Este compromisso foi assumido também em relação ao povo negro e permanece no horizonte evangelizador da Igreja. Era o alimento necessário para os brotos que surgiam, a renovação diversa e ampla como inspirou o Espírito Santo (At 2, 1ss).

A realidade social nos desafia ao anúncio da Boa Notícia, nesta sociedade onde impera a violência, o desemprego, a fome, o analfabetismo, a perda da identidade, tendo como resultado a exclusão, a esperança ameaçada.

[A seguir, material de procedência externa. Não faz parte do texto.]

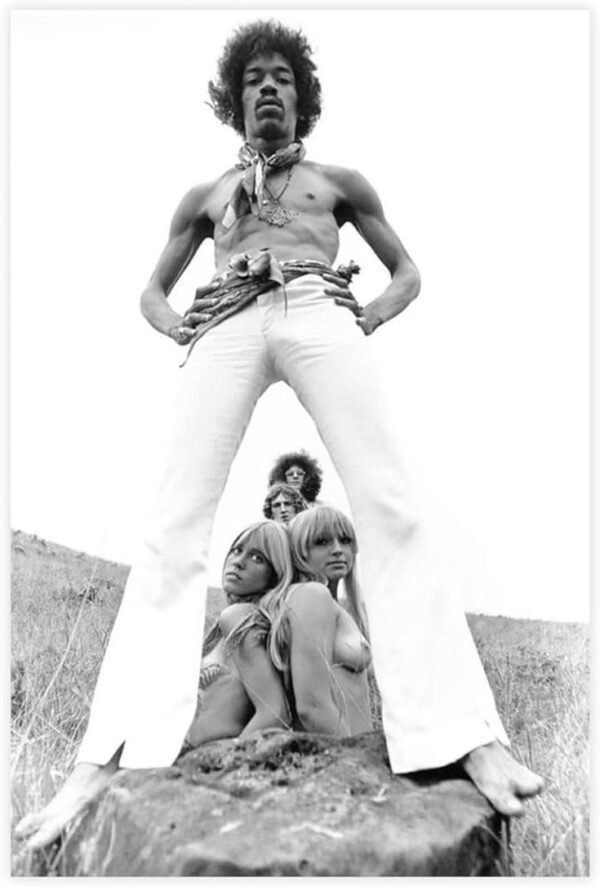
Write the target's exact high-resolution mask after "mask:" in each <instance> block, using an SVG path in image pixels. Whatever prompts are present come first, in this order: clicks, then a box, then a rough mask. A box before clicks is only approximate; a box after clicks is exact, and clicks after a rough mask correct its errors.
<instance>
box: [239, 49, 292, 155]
mask: <svg viewBox="0 0 600 887" xmlns="http://www.w3.org/2000/svg"><path fill="white" fill-rule="evenodd" d="M297 107H298V95H297V93H296V81H295V78H294V72H293V71H292V68H291V65H290V64H289V63H288V62H287V61H286V59H285V58H284V57H283V56H282V55H280V54H279V53H278V52H277V53H274V54H273V55H257V56H255V58H253V59H250V61H249V62H248V64H247V65H246V67H245V68H244V74H243V79H242V108H243V111H244V128H245V131H246V137H247V138H250V137H251V136H259V137H261V138H264V139H271V140H274V139H281V138H283V137H284V136H288V137H289V140H290V141H293V139H294V138H295V135H296V122H297V120H298V114H297Z"/></svg>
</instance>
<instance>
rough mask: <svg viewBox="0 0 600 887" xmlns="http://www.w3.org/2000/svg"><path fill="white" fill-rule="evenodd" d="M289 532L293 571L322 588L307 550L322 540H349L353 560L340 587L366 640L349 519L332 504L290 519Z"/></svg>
mask: <svg viewBox="0 0 600 887" xmlns="http://www.w3.org/2000/svg"><path fill="white" fill-rule="evenodd" d="M288 531H289V534H290V545H291V548H292V560H293V562H294V566H295V567H296V570H297V571H298V573H299V574H300V576H301V577H302V579H304V580H305V581H311V580H312V581H315V582H321V583H322V584H323V585H327V584H328V583H327V577H326V576H325V575H323V574H321V573H319V572H318V571H317V570H315V568H314V567H313V566H312V565H311V563H310V549H311V548H312V547H313V545H314V544H315V542H316V541H317V540H318V539H322V538H325V539H331V538H337V539H343V538H347V539H349V540H350V547H351V549H352V553H353V554H354V559H353V561H352V565H351V567H350V569H349V571H348V573H347V574H346V576H345V577H344V579H343V580H342V582H343V588H344V592H345V598H346V601H347V603H348V610H349V611H350V615H351V616H352V618H353V619H354V621H355V622H356V624H357V625H358V627H359V628H360V630H361V631H362V633H363V634H364V635H365V637H367V635H368V630H367V623H366V615H365V609H364V603H363V599H362V594H361V590H360V583H359V581H358V570H357V566H356V555H357V554H358V542H357V540H356V533H355V531H354V526H353V525H352V521H351V520H350V518H348V517H346V515H345V514H344V513H343V512H341V511H339V510H338V509H337V508H333V506H331V505H316V506H315V507H314V508H311V509H309V510H308V511H303V512H301V513H300V514H297V515H296V516H295V517H294V518H292V520H291V521H290V523H289V524H288Z"/></svg>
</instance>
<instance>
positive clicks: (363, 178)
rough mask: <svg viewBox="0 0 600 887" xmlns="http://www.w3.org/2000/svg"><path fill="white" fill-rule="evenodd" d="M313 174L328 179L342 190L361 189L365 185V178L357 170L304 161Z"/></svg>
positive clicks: (336, 166) (333, 183)
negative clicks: (323, 177) (362, 185)
mask: <svg viewBox="0 0 600 887" xmlns="http://www.w3.org/2000/svg"><path fill="white" fill-rule="evenodd" d="M304 163H305V164H306V166H307V167H310V168H311V169H312V170H313V171H314V172H315V173H317V174H318V175H321V176H323V177H324V178H326V179H328V180H329V181H330V182H331V183H332V184H335V185H338V186H339V187H341V188H343V189H347V188H357V187H361V186H362V185H363V184H365V183H366V181H367V180H366V179H365V177H364V176H363V175H362V174H361V173H360V172H359V171H358V170H357V169H350V168H349V167H347V166H335V165H334V164H332V163H317V162H316V161H313V160H310V161H304Z"/></svg>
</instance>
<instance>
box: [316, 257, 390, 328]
mask: <svg viewBox="0 0 600 887" xmlns="http://www.w3.org/2000/svg"><path fill="white" fill-rule="evenodd" d="M322 277H323V280H326V281H327V283H331V284H333V286H330V287H327V289H326V290H325V293H326V294H327V295H328V296H333V301H334V302H335V304H336V305H342V306H343V307H344V308H348V309H349V310H350V311H352V313H353V314H354V315H355V317H356V323H357V325H358V326H359V327H360V328H361V329H362V331H363V333H364V334H365V336H370V335H371V333H372V332H373V331H374V330H375V329H376V327H377V324H376V323H374V322H373V321H371V320H370V319H369V318H368V316H367V314H366V312H365V309H364V308H363V306H362V305H361V304H360V302H358V301H357V300H356V298H355V296H354V295H353V293H352V292H351V291H350V287H349V286H348V281H347V280H346V279H345V278H344V277H341V276H340V275H339V274H336V273H335V272H333V271H332V272H331V273H329V272H327V273H324V274H322Z"/></svg>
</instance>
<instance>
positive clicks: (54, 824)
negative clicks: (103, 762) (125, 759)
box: [15, 759, 117, 850]
mask: <svg viewBox="0 0 600 887" xmlns="http://www.w3.org/2000/svg"><path fill="white" fill-rule="evenodd" d="M116 770H117V764H116V761H115V760H114V759H113V760H112V761H109V763H108V764H105V765H104V766H99V765H97V764H78V765H77V766H76V767H75V769H74V770H73V772H72V773H71V775H70V776H69V777H68V779H67V781H66V782H65V784H64V785H63V786H62V788H61V789H60V791H59V792H58V794H57V795H56V796H55V797H54V798H53V799H52V800H51V801H50V803H49V804H47V805H46V806H45V807H44V809H43V810H40V811H39V813H29V814H28V815H27V816H24V817H23V819H22V820H21V821H20V823H19V824H18V825H17V827H16V829H15V836H16V837H17V838H21V839H23V838H29V840H28V842H27V849H28V850H39V849H40V848H41V847H47V846H48V844H51V843H52V842H53V841H54V840H55V839H56V838H57V837H58V836H59V835H60V833H61V832H62V830H63V829H64V828H65V826H67V825H68V824H69V823H70V822H71V820H72V819H73V818H74V817H75V816H77V814H78V813H81V812H82V811H83V810H85V808H86V807H87V806H88V804H90V803H91V801H93V799H94V798H95V797H96V796H97V795H98V794H99V793H100V792H101V791H102V789H103V788H104V787H105V786H106V785H107V784H108V782H109V780H110V778H111V776H112V775H113V773H115V772H116Z"/></svg>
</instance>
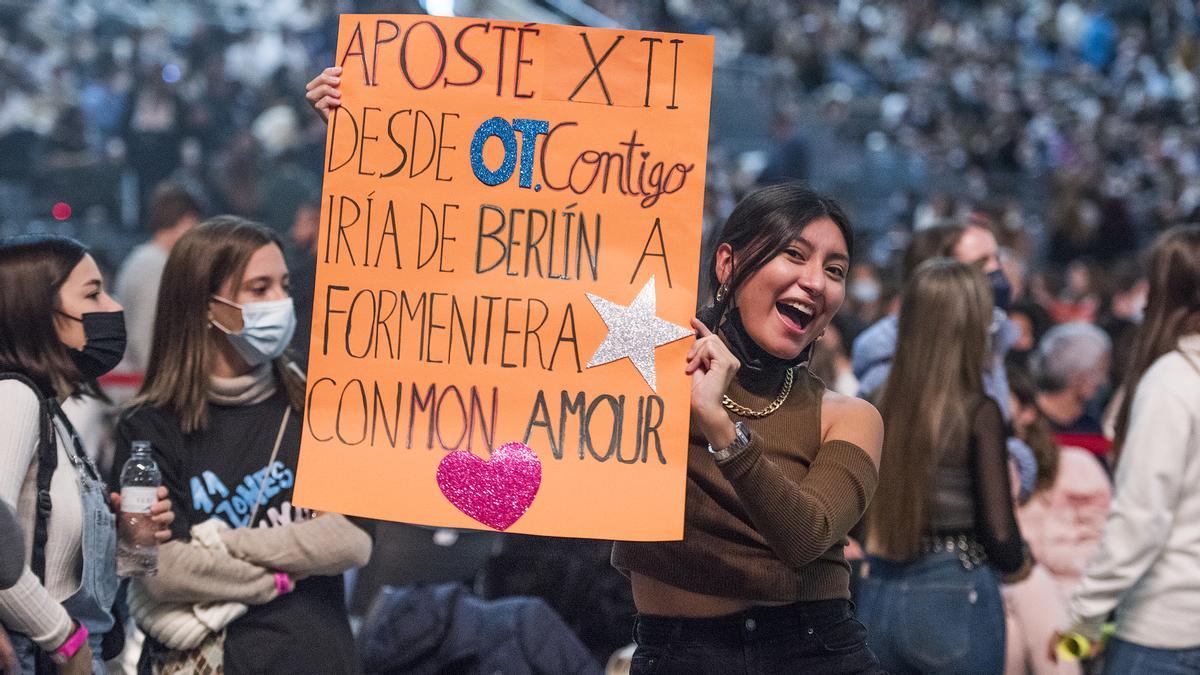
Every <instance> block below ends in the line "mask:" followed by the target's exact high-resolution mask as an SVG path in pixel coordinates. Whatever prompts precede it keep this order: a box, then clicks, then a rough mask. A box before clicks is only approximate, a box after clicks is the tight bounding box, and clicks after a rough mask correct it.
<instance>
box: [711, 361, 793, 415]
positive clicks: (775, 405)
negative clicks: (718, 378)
mask: <svg viewBox="0 0 1200 675" xmlns="http://www.w3.org/2000/svg"><path fill="white" fill-rule="evenodd" d="M791 393H792V369H787V375H785V376H784V388H782V389H781V390H780V392H779V395H778V396H775V400H774V401H772V402H770V405H769V406H767V407H764V408H762V410H761V411H756V410H752V408H748V407H745V406H743V405H742V404H739V402H737V401H734V400H733V399H731V398H728V396H727V395H725V396H721V404H722V405H724V406H725V407H726V408H728V411H730V412H732V413H733V414H737V416H739V417H751V418H760V417H767V416H768V414H770V413H773V412H775V411H778V410H779V406H781V405H784V401H786V400H787V395H788V394H791Z"/></svg>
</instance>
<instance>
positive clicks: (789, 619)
mask: <svg viewBox="0 0 1200 675" xmlns="http://www.w3.org/2000/svg"><path fill="white" fill-rule="evenodd" d="M852 252H853V233H852V231H851V228H850V222H848V220H847V219H846V215H845V214H844V213H842V210H841V208H840V207H839V205H838V204H836V203H835V202H833V201H832V199H829V198H827V197H822V196H821V195H817V193H815V192H812V191H811V190H809V189H808V187H806V186H804V185H799V184H788V185H778V186H773V187H767V189H763V190H760V191H757V192H755V193H752V195H750V196H749V197H746V198H745V199H744V201H743V202H742V203H740V204H738V207H737V208H736V209H734V210H733V214H732V215H731V216H730V219H728V221H727V222H726V223H725V228H724V229H722V232H721V234H720V239H719V240H718V246H716V251H715V256H714V258H713V261H712V268H710V269H712V276H710V281H712V287H714V288H718V291H716V294H715V297H714V301H713V304H712V305H709V306H707V307H704V309H702V310H701V311H700V313H698V317H697V319H694V323H692V325H694V327H695V328H696V330H697V335H698V339H697V341H696V344H695V345H694V346H692V348H691V351H690V353H689V354H688V364H686V365H685V371H686V372H688V374H689V375H690V376H691V378H692V386H691V435H690V443H689V452H688V503H686V510H685V525H684V539H683V540H680V542H655V543H628V542H619V543H617V544H616V545H614V546H613V552H612V560H613V565H614V566H617V568H619V569H620V571H622V572H624V573H625V574H628V575H629V578H630V580H631V583H632V586H634V601H635V604H636V605H637V611H638V615H637V620H636V628H635V637H636V640H637V651H636V652H635V655H634V663H632V671H634V673H689V674H691V673H728V671H737V673H785V671H786V673H796V671H818V673H874V671H877V668H878V667H877V664H876V661H875V657H874V655H872V653H871V651H870V650H869V649H868V647H866V641H865V638H866V631H865V629H864V628H863V626H862V625H860V623H859V622H858V621H857V620H856V619H854V614H853V609H852V605H851V604H850V599H848V598H850V566H848V565H847V563H846V558H845V556H844V554H842V548H844V546H845V544H846V533H847V532H848V531H850V528H851V527H852V526H853V525H854V524H856V522H857V521H858V519H859V518H860V516H862V515H863V513H864V512H865V510H866V506H868V503H869V502H870V500H871V496H872V494H874V492H875V484H876V480H877V478H876V476H877V474H876V466H877V464H878V456H880V446H881V443H882V434H883V430H882V423H881V420H880V416H878V413H877V412H876V411H875V408H874V407H871V405H870V404H868V402H865V401H862V400H858V399H848V398H845V396H841V395H838V394H835V393H833V392H829V390H827V389H826V387H824V383H822V382H821V381H820V380H817V378H816V377H815V376H814V375H812V374H810V372H809V370H808V368H805V362H806V359H808V353H809V351H810V348H811V346H812V344H814V342H815V341H816V340H817V339H818V337H820V335H821V333H822V331H823V330H824V329H826V327H827V325H829V321H830V319H832V318H833V316H834V313H836V312H838V309H839V307H840V306H841V303H842V299H844V298H845V294H846V273H847V269H848V265H850V258H851V255H852Z"/></svg>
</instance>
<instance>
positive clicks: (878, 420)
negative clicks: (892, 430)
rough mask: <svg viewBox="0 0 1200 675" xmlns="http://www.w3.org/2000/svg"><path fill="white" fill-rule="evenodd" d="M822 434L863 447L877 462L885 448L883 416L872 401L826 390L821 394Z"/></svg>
mask: <svg viewBox="0 0 1200 675" xmlns="http://www.w3.org/2000/svg"><path fill="white" fill-rule="evenodd" d="M821 426H822V430H821V432H822V434H821V438H822V441H823V442H828V441H846V442H848V443H853V444H856V446H858V447H859V448H863V452H865V453H866V454H868V455H870V458H871V461H874V462H875V465H876V466H878V464H880V452H881V449H882V448H883V418H882V417H881V416H880V411H877V410H875V406H872V405H871V404H870V402H869V401H864V400H863V399H858V398H854V396H846V395H845V394H839V393H836V392H830V390H828V389H827V390H826V392H824V394H823V395H822V398H821Z"/></svg>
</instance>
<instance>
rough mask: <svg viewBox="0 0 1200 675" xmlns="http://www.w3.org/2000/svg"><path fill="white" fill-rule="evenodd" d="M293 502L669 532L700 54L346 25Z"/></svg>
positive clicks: (325, 184)
mask: <svg viewBox="0 0 1200 675" xmlns="http://www.w3.org/2000/svg"><path fill="white" fill-rule="evenodd" d="M336 65H338V66H342V68H343V72H342V76H341V78H342V83H341V89H342V106H341V107H340V108H337V110H336V114H334V115H332V117H331V119H330V124H329V136H328V139H326V156H325V177H324V191H323V203H322V231H320V243H319V247H318V269H317V286H316V297H314V301H313V305H314V306H313V327H312V330H313V333H312V347H311V353H310V370H308V393H307V405H306V410H305V420H304V442H302V447H301V455H300V466H299V472H298V473H299V474H298V479H296V490H295V500H296V502H298V503H299V504H302V506H305V507H308V508H314V509H320V510H332V512H338V513H344V514H353V515H361V516H370V518H378V519H385V520H394V521H404V522H414V524H422V525H433V526H442V527H467V528H493V530H505V531H510V532H523V533H532V534H553V536H566V537H589V538H602V539H630V540H655V539H678V538H680V537H682V536H683V508H684V480H685V471H686V455H688V417H689V392H690V382H689V378H688V377H686V376H685V375H684V364H685V354H686V352H688V348H689V347H690V345H691V342H692V340H691V335H692V331H691V330H690V328H689V321H690V318H691V317H692V316H694V309H695V305H696V279H697V269H698V258H700V238H701V209H702V201H703V192H704V160H706V148H707V141H708V108H709V94H710V86H712V70H713V40H712V38H710V37H707V36H696V35H671V34H660V32H642V31H629V30H601V29H592V28H578V26H558V25H542V24H516V23H505V22H488V20H482V19H468V18H434V17H426V16H362V14H360V16H353V14H347V16H343V17H342V18H341V30H340V34H338V47H337V58H336Z"/></svg>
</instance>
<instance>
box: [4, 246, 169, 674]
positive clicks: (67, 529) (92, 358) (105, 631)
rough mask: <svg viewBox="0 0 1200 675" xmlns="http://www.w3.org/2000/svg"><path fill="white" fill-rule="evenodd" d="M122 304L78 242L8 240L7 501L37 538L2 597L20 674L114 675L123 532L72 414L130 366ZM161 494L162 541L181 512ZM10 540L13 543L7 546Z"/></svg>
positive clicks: (161, 536)
mask: <svg viewBox="0 0 1200 675" xmlns="http://www.w3.org/2000/svg"><path fill="white" fill-rule="evenodd" d="M124 352H125V322H124V317H122V312H121V306H120V305H119V304H116V301H115V300H113V298H110V297H109V295H108V293H106V292H104V282H103V280H102V279H101V275H100V269H98V268H97V267H96V261H94V259H92V257H91V256H90V255H88V251H86V249H84V247H83V245H80V244H79V243H78V241H74V240H72V239H67V238H65V237H53V235H31V237H14V238H10V239H4V240H0V410H2V411H4V413H2V414H4V424H0V500H2V501H6V502H8V503H12V504H16V507H17V514H18V519H19V521H20V524H22V526H23V528H24V531H25V537H24V542H23V543H22V549H23V550H24V567H23V569H22V572H20V575H19V579H18V580H17V583H16V584H14V585H13V586H12V587H10V589H7V590H4V591H0V623H2V625H4V627H5V629H6V631H7V635H8V638H10V640H11V643H12V646H13V651H14V652H16V659H17V662H18V664H19V671H20V673H35V671H36V673H43V671H53V669H54V667H55V665H54V664H56V665H58V670H59V671H60V673H101V674H103V673H104V664H103V662H102V659H101V652H102V650H101V643H102V639H103V637H104V634H106V633H107V632H108V631H109V629H110V628H112V627H113V616H112V613H110V610H112V607H113V601H114V598H115V596H116V590H118V581H119V580H118V577H116V527H115V521H114V518H113V513H112V510H110V509H112V508H115V507H116V506H119V504H118V503H116V495H109V494H108V489H107V486H106V485H104V482H103V480H102V479H101V477H100V474H98V473H97V471H96V467H95V466H94V465H92V464H91V460H90V459H89V458H88V455H86V454H84V452H83V447H82V444H80V442H79V437H78V435H77V434H76V431H74V429H73V426H72V425H71V422H70V420H68V419H67V417H66V416H65V414H64V413H62V408H61V404H62V401H65V400H66V399H67V398H70V396H77V395H91V394H95V393H96V388H95V380H96V378H97V377H100V376H101V375H104V374H106V372H108V371H109V370H110V369H113V366H115V365H116V364H118V362H120V360H121V356H122V353H124ZM166 496H167V491H166V490H164V489H160V492H158V501H157V502H156V503H155V504H154V507H152V509H151V510H152V513H154V514H155V521H156V522H157V524H158V527H160V531H158V533H157V537H158V539H160V540H166V539H167V538H169V536H170V532H169V530H168V527H169V525H170V521H172V520H173V519H174V514H173V512H172V508H170V502H169V501H166ZM7 545H8V542H5V546H7Z"/></svg>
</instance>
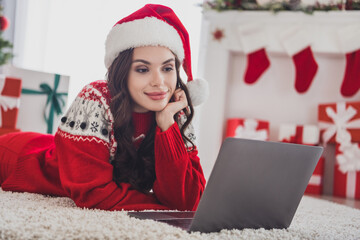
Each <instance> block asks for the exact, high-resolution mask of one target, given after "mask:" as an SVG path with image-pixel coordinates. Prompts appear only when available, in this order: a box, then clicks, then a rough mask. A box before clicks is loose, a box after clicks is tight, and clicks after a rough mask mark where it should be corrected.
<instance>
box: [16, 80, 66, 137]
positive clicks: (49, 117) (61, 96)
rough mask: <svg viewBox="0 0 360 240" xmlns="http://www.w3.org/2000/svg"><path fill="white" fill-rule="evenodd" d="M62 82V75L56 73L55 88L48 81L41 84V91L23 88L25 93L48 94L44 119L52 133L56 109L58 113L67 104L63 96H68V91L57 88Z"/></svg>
mask: <svg viewBox="0 0 360 240" xmlns="http://www.w3.org/2000/svg"><path fill="white" fill-rule="evenodd" d="M59 83H60V75H59V74H55V79H54V88H53V89H52V88H51V87H50V86H49V85H48V84H47V83H42V84H40V89H41V90H40V91H38V90H32V89H22V91H21V92H22V93H24V94H46V95H47V100H46V105H45V109H44V119H45V121H46V123H47V133H52V129H53V122H54V111H55V112H56V115H59V114H61V113H62V107H64V106H65V101H64V99H62V96H67V95H68V94H67V93H58V92H57V88H58V86H59Z"/></svg>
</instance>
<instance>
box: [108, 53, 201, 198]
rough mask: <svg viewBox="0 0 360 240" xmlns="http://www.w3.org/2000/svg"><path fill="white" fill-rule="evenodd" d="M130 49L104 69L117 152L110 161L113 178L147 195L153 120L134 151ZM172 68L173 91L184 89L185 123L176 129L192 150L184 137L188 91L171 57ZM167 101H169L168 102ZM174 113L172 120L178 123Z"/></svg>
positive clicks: (191, 105) (185, 137)
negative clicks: (172, 60) (175, 70)
mask: <svg viewBox="0 0 360 240" xmlns="http://www.w3.org/2000/svg"><path fill="white" fill-rule="evenodd" d="M133 51H134V49H128V50H125V51H123V52H121V53H120V54H119V55H118V57H117V58H116V59H115V60H114V62H113V63H112V65H111V66H110V68H109V69H108V73H107V79H108V87H109V90H110V94H111V96H112V98H111V102H110V109H111V112H112V114H113V116H114V134H115V139H116V141H117V151H116V154H115V158H114V160H113V161H112V165H113V167H114V168H113V179H114V181H115V182H116V183H117V184H118V185H120V183H124V182H126V183H129V184H131V185H132V187H133V188H134V189H136V190H138V191H141V192H143V193H148V192H149V191H150V190H151V189H152V187H153V184H154V181H155V179H156V174H155V161H154V158H155V157H154V138H155V128H156V121H155V119H154V121H153V124H152V126H151V128H150V130H149V132H148V133H147V134H146V137H145V139H144V140H143V141H142V143H141V145H140V147H139V148H138V149H136V148H135V146H134V144H133V141H132V137H133V134H134V126H133V122H132V112H133V104H134V103H133V100H132V98H131V96H130V93H129V90H128V76H129V71H130V68H131V64H132V57H133ZM175 67H176V75H177V83H176V84H177V88H181V89H182V90H184V92H185V94H186V97H187V100H188V106H189V109H186V108H185V109H183V111H184V113H185V114H186V116H187V119H186V122H185V123H184V124H183V125H182V127H181V129H180V133H181V136H182V138H183V141H184V144H187V143H189V144H190V145H191V146H192V147H194V144H193V142H192V141H191V140H190V139H189V138H188V137H187V136H186V135H185V134H184V132H185V129H186V128H187V127H188V125H189V124H190V122H191V120H192V118H193V115H194V109H193V105H192V103H191V99H190V96H189V92H188V89H187V87H186V85H185V84H184V83H183V82H182V80H181V78H180V73H179V69H180V61H179V59H178V58H177V57H176V55H175ZM170 101H171V100H170ZM178 114H179V113H177V114H176V115H175V116H174V120H175V121H176V122H177V123H178V124H179V117H178Z"/></svg>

As vítimas desta realidade difícil, em sua maioria são os negros. Frente ao racismo que assistimos nos últimos tempos, creditamos teimosamente na concretização do sonho de uma sociedade livre, sem escravos e nem senhores, onde todos são tratados com igualdade, onde todos participam.

O Projeto da Pastoral afro-brasileira é uma proposta de construção da cidadania plena para todos. A pastoral é compreendida como zelo apostólico para como o povo, sobretudo para com os povos pobres e os abandonados.

Assim, as diversas iniciativas dos negros católicos encontram na pastoral afro-brasileira um espaço de reflexão, articulação e diálogo voltados para a vivacidade e dinamicidade da ação evangelizadora da Igreja. Participe conosco!